Prof Wildman added that printing better tablets - in common with other next generation projects like NASA's pizza effort - will require the development a system capable of producing objects composed of several materials.
"The next stage of development of 3D Printing is to make multifunctional, multimaterial components and devices. Here at the EPSRC Centre for Innovative Manufacturing in Additive Manufacturing our objective is to make that next stage a reality," he said, adding that much of his work focuses on these engineering problems.
But 3D printing drugs also presents some unique challenges Wildman continued, explaining that: "Clear problems that we face are ensuring the highest standards of manufacture and quality control and this will need to be addressed in partnership with regulatory authorities."

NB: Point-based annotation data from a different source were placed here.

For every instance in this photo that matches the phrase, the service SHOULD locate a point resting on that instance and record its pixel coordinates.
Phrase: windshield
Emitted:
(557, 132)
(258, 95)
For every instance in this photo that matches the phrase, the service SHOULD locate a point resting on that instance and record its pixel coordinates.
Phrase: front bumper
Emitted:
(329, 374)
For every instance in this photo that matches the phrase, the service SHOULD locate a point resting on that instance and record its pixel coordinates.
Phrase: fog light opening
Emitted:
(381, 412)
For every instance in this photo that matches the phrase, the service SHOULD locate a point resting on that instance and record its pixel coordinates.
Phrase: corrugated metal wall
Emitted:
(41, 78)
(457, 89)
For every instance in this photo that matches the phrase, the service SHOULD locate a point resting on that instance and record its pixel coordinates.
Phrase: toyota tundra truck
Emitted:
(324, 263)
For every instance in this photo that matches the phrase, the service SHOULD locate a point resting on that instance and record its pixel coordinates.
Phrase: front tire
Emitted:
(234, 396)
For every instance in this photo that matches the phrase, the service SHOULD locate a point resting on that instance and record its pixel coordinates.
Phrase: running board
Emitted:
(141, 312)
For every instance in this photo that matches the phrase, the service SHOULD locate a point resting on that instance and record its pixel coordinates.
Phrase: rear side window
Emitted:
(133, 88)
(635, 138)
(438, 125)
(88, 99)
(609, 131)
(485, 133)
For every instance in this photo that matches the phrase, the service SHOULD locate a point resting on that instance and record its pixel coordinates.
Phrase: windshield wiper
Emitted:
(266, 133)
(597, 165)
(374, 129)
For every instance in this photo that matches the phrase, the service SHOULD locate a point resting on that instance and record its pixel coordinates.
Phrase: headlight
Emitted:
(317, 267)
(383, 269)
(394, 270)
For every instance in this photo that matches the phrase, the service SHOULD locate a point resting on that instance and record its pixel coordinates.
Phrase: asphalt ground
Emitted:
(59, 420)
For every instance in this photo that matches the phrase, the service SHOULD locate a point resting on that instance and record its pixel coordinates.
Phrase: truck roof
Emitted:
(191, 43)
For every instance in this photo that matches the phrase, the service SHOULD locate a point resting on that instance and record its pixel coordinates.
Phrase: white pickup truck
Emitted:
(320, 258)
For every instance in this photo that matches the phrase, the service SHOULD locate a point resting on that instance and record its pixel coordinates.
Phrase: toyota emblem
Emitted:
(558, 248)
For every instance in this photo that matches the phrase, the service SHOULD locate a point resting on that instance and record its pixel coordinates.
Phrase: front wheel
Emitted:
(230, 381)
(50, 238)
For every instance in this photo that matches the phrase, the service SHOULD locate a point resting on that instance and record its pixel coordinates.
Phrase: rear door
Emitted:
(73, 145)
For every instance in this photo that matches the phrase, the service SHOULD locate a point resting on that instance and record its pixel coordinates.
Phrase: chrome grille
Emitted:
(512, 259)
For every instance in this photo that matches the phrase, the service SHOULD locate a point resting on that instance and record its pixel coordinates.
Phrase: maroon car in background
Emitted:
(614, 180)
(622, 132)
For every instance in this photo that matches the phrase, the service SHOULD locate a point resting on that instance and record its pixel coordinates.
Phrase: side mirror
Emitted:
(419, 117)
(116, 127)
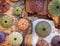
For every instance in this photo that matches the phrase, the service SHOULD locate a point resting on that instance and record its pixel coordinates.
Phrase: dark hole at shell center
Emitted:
(3, 5)
(5, 21)
(57, 7)
(43, 29)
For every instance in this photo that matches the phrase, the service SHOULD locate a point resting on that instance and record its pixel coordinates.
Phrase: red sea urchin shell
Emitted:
(42, 43)
(36, 5)
(4, 6)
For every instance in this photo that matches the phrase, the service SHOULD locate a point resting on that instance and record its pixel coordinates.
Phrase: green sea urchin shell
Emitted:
(15, 38)
(54, 7)
(43, 29)
(6, 21)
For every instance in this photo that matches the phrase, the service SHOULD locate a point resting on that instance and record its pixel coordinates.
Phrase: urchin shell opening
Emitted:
(57, 7)
(44, 29)
(15, 38)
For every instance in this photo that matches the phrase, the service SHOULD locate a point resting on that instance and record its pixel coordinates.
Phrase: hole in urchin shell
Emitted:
(6, 21)
(57, 7)
(3, 5)
(43, 29)
(15, 38)
(17, 10)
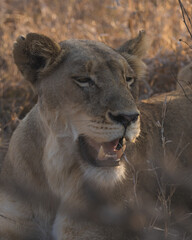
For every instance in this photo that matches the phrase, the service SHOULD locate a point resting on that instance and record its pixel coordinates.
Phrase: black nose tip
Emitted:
(124, 119)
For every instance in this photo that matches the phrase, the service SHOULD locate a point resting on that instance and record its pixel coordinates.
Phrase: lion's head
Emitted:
(87, 99)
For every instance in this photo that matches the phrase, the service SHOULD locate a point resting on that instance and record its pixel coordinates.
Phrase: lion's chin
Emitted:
(105, 154)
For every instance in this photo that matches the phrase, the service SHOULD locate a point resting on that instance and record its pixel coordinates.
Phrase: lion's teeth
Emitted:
(101, 154)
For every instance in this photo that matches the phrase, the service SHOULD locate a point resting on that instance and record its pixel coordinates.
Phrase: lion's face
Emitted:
(88, 99)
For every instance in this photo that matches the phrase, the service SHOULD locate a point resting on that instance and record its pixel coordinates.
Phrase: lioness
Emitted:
(87, 134)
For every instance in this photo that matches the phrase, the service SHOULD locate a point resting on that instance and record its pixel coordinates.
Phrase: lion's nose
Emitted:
(124, 118)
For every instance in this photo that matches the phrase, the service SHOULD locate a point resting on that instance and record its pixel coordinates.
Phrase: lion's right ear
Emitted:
(36, 55)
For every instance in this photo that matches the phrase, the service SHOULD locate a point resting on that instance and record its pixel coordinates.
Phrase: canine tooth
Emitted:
(101, 154)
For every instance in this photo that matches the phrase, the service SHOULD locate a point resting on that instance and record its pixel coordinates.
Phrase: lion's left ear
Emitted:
(134, 50)
(36, 55)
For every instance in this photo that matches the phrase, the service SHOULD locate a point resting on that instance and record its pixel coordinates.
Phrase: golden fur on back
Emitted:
(87, 95)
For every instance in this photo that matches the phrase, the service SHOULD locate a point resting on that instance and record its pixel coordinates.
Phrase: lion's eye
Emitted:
(83, 81)
(130, 81)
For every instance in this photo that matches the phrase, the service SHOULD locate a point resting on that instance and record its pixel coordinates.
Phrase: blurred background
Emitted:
(109, 21)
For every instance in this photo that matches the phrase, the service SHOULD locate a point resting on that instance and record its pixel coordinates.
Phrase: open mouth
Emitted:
(106, 154)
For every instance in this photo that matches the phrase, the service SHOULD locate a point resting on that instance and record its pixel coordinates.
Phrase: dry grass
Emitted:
(110, 21)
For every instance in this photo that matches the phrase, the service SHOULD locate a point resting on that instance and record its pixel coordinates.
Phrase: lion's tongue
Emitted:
(108, 151)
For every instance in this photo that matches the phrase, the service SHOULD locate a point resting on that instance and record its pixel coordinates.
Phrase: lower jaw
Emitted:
(85, 152)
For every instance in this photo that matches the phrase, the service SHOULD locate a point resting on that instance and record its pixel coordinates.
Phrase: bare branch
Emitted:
(185, 14)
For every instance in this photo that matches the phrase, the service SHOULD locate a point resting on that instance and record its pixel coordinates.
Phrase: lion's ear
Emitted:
(35, 54)
(134, 50)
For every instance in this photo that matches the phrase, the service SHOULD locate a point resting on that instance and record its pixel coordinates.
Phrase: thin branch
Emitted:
(184, 13)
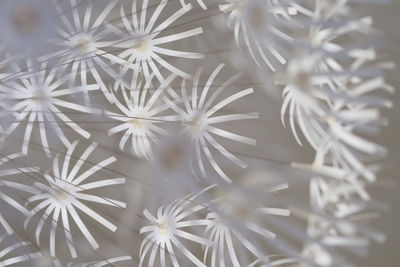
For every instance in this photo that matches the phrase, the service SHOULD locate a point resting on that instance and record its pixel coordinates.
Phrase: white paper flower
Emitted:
(169, 228)
(64, 192)
(37, 100)
(81, 44)
(142, 40)
(259, 26)
(142, 115)
(199, 119)
(238, 226)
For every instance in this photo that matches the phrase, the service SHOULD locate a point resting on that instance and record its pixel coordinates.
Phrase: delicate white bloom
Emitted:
(260, 23)
(14, 251)
(238, 226)
(65, 192)
(167, 230)
(337, 221)
(199, 118)
(81, 43)
(141, 41)
(38, 100)
(142, 115)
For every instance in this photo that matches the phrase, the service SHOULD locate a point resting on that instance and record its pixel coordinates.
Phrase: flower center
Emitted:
(141, 46)
(173, 157)
(163, 228)
(83, 45)
(62, 193)
(38, 97)
(137, 122)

The technology could also be used to make drug delivery devices like inhalers, but is probably only likely to be applied to the more complex designs according to Wildman.
"The power of 3D printing resides in its flexibility: you can manufacture objects of a greater degree of complexity than is possible traditionally, where there are many variants on a theme and where you want to distribute your manufacture in small batches.
"Thus 3D printing will open up the landscape for more effective designs of such products and for the manufacture of systems tailored to a specific purpose or person."